Among the young men Rostov brought to the house, one of the foremost was Dolohov, who was liked by every one in the house except Natasha. She almost had a quarrel with her brother over Dolohov. She persisted that he was a spiteful man; that in the duel with Bezuhov, Pierre had been in the right and Dolohov in the wrong, and that he was horrid and not natural.

“I know nothing about it, indeed,” Natasha would cry with self-willed obstinacy; “he’s spiteful and heartless. Your Denisov now, you see, I like; he’s a rake, and all that, but still I like him, so I do understand. I don’t know how to tell you; with him everything is done on a plan, and I don’t like that. Denisov, now…”

“Oh, Denisov’s another matter,” answered Nikolay, in a tone that implied that in comparison with Dolohov even Denisov was not of much account. “One must understand what soul there is in that Dolohov; one must see him with his mother; such a noble heart!”

“I know nothing about that, but I don’t feel at home with him. And do you know he’s falling in love with Sonya?”

“What nonsense!”

“I am sure, you will see he is.”

Natasha’s prediction was fulfilled. Dolohov, who did not as a rule care for ladies, began to come often to the house; and the question, for whose sake he came, was soon (though no one spoke of it) decided—it was on Sonya’s account. And though Sonya would never have ventured to say so, she knew it, and blushed scarlet every time Dolohov made his appearance.

Dolohov often dined at the Rostovs’, never missed a performance at which they were to be present, and attended Iogel’s balls “for the boys and girls,” at which the Rostovs were always to be found. He showed marked attention to Sonya, and looked at her with such an expression in his eyes that Sonya could not bear his eyes on her without turning crimson, and even the old countess and Natasha blushed when they saw that look.

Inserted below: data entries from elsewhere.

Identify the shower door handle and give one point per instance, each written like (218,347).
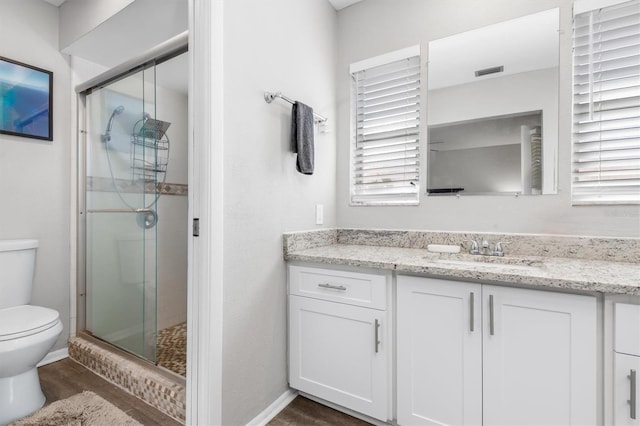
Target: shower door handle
(120,211)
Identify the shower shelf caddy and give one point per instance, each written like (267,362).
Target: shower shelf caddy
(150,150)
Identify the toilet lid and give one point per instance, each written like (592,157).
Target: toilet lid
(25,320)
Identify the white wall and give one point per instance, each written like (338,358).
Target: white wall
(35,176)
(369,29)
(278,45)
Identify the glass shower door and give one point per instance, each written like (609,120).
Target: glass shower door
(123,161)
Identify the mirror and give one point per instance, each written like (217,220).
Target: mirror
(492,112)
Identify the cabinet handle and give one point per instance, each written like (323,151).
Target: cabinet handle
(632,394)
(471,312)
(332,286)
(491,326)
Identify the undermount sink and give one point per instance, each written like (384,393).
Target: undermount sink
(496,262)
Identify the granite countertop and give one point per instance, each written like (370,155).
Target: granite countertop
(550,272)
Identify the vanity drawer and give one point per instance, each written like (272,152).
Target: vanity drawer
(627,329)
(353,288)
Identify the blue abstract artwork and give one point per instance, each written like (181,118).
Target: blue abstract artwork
(25,100)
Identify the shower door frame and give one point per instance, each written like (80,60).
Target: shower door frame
(206,188)
(173,47)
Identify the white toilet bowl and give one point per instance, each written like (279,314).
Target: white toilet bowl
(27,333)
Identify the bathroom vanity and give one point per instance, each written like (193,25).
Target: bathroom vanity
(381,326)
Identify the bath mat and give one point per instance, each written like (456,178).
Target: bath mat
(83,409)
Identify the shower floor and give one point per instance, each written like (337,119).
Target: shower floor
(172,348)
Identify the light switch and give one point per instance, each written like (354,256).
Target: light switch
(319,214)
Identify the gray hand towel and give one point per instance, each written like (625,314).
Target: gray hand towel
(302,136)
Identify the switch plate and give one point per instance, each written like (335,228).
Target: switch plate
(319,214)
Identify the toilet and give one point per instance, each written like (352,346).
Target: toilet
(27,332)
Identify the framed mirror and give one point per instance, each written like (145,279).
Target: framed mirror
(492,111)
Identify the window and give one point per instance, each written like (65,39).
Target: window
(385,150)
(606,130)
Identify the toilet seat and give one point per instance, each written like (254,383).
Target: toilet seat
(25,320)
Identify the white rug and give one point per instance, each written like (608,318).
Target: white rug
(83,409)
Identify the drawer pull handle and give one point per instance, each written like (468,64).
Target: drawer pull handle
(471,311)
(632,394)
(491,313)
(333,286)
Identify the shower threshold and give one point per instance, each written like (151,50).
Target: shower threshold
(160,388)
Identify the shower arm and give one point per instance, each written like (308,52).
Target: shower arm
(106,137)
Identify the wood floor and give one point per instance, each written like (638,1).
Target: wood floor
(304,412)
(65,378)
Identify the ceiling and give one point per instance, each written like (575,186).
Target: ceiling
(337,4)
(55,2)
(532,44)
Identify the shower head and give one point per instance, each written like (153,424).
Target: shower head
(107,134)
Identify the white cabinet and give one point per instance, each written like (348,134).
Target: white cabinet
(539,357)
(626,361)
(625,390)
(481,354)
(439,352)
(338,344)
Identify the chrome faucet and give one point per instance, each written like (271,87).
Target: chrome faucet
(498,250)
(484,248)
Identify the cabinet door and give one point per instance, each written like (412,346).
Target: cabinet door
(439,352)
(626,402)
(337,352)
(539,358)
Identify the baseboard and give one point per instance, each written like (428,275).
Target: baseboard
(54,356)
(272,410)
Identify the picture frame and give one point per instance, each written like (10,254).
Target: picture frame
(26,100)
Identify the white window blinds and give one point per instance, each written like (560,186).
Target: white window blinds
(386,138)
(606,139)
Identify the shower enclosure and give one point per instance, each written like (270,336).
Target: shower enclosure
(123,169)
(125,200)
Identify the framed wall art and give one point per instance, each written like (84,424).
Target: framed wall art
(26,95)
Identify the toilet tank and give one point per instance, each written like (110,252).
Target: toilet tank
(17,266)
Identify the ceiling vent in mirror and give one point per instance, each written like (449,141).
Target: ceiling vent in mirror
(491,70)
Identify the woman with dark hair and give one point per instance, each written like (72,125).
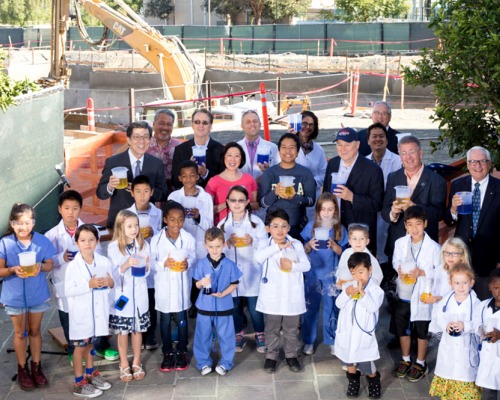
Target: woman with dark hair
(311,155)
(233,158)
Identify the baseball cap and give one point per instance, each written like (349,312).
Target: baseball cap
(347,135)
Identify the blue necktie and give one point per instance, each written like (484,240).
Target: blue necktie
(137,169)
(476,207)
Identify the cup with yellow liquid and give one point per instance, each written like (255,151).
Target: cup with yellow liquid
(406,268)
(27,261)
(179,257)
(287,183)
(121,174)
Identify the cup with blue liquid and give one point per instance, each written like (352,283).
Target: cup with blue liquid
(200,155)
(337,179)
(466,206)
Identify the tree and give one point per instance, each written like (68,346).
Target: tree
(369,10)
(465,72)
(159,8)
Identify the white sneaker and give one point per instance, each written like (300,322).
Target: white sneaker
(308,349)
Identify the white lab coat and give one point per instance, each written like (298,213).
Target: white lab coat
(428,259)
(390,162)
(61,240)
(88,308)
(172,289)
(488,373)
(344,274)
(283,294)
(134,288)
(205,205)
(352,345)
(457,357)
(244,257)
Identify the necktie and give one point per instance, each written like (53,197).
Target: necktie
(137,169)
(476,207)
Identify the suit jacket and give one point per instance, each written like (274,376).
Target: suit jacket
(366,181)
(121,199)
(365,149)
(430,194)
(184,152)
(485,246)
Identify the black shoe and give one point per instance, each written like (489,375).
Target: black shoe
(181,361)
(168,362)
(293,364)
(192,311)
(270,366)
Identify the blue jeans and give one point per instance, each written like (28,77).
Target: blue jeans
(166,334)
(238,311)
(64,319)
(317,290)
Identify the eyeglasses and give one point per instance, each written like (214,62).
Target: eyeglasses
(381,113)
(198,122)
(239,201)
(408,153)
(452,254)
(477,162)
(278,226)
(137,138)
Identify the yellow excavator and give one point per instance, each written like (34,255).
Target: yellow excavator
(179,72)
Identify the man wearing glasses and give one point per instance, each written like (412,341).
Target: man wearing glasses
(480,228)
(382,114)
(138,162)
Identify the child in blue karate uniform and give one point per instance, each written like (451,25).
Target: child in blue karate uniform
(218,277)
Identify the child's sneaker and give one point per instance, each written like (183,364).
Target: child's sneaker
(402,369)
(240,343)
(85,389)
(417,372)
(260,339)
(96,380)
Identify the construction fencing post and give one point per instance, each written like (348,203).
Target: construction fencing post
(263,99)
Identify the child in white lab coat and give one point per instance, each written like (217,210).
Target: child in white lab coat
(487,322)
(281,293)
(355,342)
(87,284)
(129,254)
(245,235)
(457,359)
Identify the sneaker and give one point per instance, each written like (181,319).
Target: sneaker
(221,370)
(108,354)
(308,349)
(417,372)
(402,369)
(85,389)
(181,361)
(270,366)
(168,362)
(260,339)
(96,380)
(205,370)
(240,343)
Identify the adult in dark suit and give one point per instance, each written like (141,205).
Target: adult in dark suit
(361,196)
(202,121)
(428,191)
(485,243)
(381,113)
(138,138)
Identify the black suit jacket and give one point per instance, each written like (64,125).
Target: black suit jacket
(365,149)
(184,152)
(121,199)
(366,181)
(485,246)
(430,194)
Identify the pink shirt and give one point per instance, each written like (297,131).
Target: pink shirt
(219,188)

It was evident that this strong, strange man could not shake off the impression made on him by the dark, graceful young girl, who was in love with another man.

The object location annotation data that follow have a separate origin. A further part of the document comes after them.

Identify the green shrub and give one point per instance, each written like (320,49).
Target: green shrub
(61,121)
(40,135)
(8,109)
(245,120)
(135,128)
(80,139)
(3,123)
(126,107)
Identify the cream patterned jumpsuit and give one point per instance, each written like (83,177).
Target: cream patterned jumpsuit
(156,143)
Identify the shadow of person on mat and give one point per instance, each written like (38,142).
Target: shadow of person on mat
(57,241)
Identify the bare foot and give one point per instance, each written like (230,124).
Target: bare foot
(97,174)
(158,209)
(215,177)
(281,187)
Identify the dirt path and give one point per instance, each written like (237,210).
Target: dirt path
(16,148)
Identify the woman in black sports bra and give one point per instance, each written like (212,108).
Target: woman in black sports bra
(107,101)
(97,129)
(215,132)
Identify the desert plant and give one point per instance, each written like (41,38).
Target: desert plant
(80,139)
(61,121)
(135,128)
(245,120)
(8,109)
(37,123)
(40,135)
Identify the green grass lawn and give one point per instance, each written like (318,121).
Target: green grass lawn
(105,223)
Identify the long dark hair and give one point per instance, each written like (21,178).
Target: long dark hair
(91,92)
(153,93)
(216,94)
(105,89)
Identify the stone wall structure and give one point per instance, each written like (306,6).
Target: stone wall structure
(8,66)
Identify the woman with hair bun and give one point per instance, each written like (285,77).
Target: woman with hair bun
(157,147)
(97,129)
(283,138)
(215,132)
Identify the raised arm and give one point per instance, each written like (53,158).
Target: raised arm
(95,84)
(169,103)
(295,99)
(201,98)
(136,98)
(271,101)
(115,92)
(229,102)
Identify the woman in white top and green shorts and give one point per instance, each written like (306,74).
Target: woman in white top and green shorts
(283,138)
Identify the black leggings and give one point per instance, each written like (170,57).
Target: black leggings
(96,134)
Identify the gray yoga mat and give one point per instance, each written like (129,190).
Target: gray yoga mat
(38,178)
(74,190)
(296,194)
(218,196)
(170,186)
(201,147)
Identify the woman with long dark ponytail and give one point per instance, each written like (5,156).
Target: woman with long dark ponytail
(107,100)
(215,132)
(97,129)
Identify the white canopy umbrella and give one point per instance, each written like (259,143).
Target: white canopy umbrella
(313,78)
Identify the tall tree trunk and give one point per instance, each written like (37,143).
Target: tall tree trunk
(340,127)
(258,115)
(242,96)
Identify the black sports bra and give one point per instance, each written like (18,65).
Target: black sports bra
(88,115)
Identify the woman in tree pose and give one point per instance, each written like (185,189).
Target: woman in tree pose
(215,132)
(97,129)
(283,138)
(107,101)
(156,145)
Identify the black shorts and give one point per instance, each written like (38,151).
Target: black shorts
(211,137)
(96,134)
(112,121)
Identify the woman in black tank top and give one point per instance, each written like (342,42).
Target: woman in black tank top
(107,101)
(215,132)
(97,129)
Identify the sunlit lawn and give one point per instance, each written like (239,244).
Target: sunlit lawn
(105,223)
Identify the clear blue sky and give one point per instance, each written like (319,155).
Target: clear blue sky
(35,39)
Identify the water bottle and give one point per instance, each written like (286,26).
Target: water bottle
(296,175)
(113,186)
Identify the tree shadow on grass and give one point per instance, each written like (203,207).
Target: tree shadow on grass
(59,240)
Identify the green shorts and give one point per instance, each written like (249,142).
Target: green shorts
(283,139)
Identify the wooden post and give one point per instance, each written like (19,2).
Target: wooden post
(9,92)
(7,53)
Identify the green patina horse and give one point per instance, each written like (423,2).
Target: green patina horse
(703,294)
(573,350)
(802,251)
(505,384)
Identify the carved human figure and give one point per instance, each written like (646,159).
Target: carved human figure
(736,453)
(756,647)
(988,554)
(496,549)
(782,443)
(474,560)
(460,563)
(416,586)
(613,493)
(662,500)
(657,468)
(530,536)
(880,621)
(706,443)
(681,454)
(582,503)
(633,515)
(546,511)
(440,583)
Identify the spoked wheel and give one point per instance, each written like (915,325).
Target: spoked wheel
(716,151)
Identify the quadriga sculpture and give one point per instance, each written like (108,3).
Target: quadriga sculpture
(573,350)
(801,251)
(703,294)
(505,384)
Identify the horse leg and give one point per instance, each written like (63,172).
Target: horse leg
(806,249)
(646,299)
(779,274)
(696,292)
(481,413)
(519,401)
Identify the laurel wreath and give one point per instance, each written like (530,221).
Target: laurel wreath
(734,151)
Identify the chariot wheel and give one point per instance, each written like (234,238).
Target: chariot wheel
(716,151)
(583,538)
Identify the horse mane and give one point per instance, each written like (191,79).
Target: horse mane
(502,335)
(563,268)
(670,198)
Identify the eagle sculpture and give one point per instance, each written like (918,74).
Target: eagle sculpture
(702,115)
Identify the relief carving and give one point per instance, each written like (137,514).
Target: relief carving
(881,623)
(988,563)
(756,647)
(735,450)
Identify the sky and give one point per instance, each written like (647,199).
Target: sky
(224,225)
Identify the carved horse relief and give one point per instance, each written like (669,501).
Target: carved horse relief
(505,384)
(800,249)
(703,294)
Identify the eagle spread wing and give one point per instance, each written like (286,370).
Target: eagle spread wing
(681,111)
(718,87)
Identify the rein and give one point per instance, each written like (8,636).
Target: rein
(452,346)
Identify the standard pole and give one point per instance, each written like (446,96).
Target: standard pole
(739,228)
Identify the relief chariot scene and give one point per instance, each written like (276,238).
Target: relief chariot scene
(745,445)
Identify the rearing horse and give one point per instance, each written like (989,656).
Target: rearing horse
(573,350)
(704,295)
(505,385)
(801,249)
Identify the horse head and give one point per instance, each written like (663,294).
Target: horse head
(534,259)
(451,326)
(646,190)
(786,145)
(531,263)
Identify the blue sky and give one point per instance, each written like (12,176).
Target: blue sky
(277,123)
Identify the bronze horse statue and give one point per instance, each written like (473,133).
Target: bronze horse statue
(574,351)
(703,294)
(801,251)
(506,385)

Rostov noticed something new between Dolohov and Sonya, but he did not define to himself precisely what that new attitude was. “They are all in love with some one,” he thought of Sonya and Natasha. But he did not feel quite at his ease as before with Sonya and Dolohov, and he began to be less often at home.

In the autumn of 1806 every one was beginning to talk again of war with Napoleon, and with even greater fervour than in the previous year. A levy was decreed, not only of ten recruits for active service, but of nine militiamen for the reserve as well, from every thousand of the population. Everywhere Bonaparte was anathematised, and the only thing talked of in Moscow was the impending war. To the Rostov family the interest of these preparations for war was entirely centered in the fact that Nikolushka refused to remain longer in Moscow, and was only waiting for the end of Denisov’s leave to rejoin his regiment with him after the holidays. His approaching departure, far from hindering him from enjoying himself, gave an added zest to his pleasures. The greater part of his time he spent away from home, at dinners, parties, and balls.